WASHINGTON, Dec. 13 (Xinhua) -- U.S. space agency NASA has confirmed that the first crewed launches of new commercial spaceships built by Boeing and SpaceX have been delayed from 2017 to 2018.
Under the so-called Commercial Crew Program, NASA selected SpaceX and Boeing to develop spaceships that will launch American astronauts to the International Space Station from U.S. soil.

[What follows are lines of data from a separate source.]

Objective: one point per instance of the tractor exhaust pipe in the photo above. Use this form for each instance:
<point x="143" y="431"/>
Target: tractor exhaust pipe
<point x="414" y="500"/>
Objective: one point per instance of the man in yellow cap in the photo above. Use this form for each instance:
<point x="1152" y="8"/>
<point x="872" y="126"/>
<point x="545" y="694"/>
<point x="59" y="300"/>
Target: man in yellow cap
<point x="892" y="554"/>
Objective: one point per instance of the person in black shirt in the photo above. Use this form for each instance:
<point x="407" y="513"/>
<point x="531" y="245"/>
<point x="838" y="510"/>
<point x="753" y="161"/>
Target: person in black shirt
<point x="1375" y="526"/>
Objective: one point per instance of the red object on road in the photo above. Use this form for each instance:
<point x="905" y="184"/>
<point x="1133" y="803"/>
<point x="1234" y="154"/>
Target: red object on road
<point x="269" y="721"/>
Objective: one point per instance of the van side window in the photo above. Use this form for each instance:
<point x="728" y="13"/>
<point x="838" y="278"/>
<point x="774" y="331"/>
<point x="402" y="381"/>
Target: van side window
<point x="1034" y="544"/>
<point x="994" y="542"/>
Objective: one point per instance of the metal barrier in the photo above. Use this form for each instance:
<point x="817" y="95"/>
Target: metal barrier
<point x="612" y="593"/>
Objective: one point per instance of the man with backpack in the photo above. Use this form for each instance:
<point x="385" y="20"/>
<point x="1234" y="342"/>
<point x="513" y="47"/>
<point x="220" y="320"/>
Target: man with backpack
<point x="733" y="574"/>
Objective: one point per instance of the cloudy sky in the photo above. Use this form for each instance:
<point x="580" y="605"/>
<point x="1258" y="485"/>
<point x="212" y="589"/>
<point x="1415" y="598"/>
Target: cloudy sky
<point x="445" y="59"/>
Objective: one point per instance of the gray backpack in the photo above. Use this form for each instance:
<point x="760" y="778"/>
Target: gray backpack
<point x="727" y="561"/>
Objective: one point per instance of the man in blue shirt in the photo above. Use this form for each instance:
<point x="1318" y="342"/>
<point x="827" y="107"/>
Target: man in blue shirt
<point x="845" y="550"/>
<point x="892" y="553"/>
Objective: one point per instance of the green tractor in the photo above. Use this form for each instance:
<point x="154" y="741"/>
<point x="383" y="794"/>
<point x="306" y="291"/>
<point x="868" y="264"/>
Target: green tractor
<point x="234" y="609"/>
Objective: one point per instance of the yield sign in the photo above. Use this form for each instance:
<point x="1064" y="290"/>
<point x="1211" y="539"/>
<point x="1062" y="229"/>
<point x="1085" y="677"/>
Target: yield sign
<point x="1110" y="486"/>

Previously, the two companies hoped their spacecraft could be ready for operational flights in 2017.
NASA spokeswoman Stephanie Martin said in a blog this week that SpaceX's Crew Dragon and Boeing's CST-100 Starliner "are nearing the final stages of development and evaluation," but their first crewed flights will have to be delayed.
"To meet NASA's (safety and mission) requirements, the commercial providers must demonstrate that their systems are ready to begin regular flights to the space station," Martin wrote.
"Two of those demonstrations are uncrewed flight tests, known as Orbital Flight Test for Boeing, and Demonstration Mission 1 for SpaceX. After the uncrewed flight tests, both companies will execute a flight test with crew prior to being certified by NASA for crew rotation mission."
According to the current schedule revealed by NASA, the first uncrewed flights of Boeing's CST-100 Starliner SpaceX's Crew Dragon have been shifted to June 2018 and November 2017, respectively, while their first crewed launches have been pushed back to August 2018 and May 2018.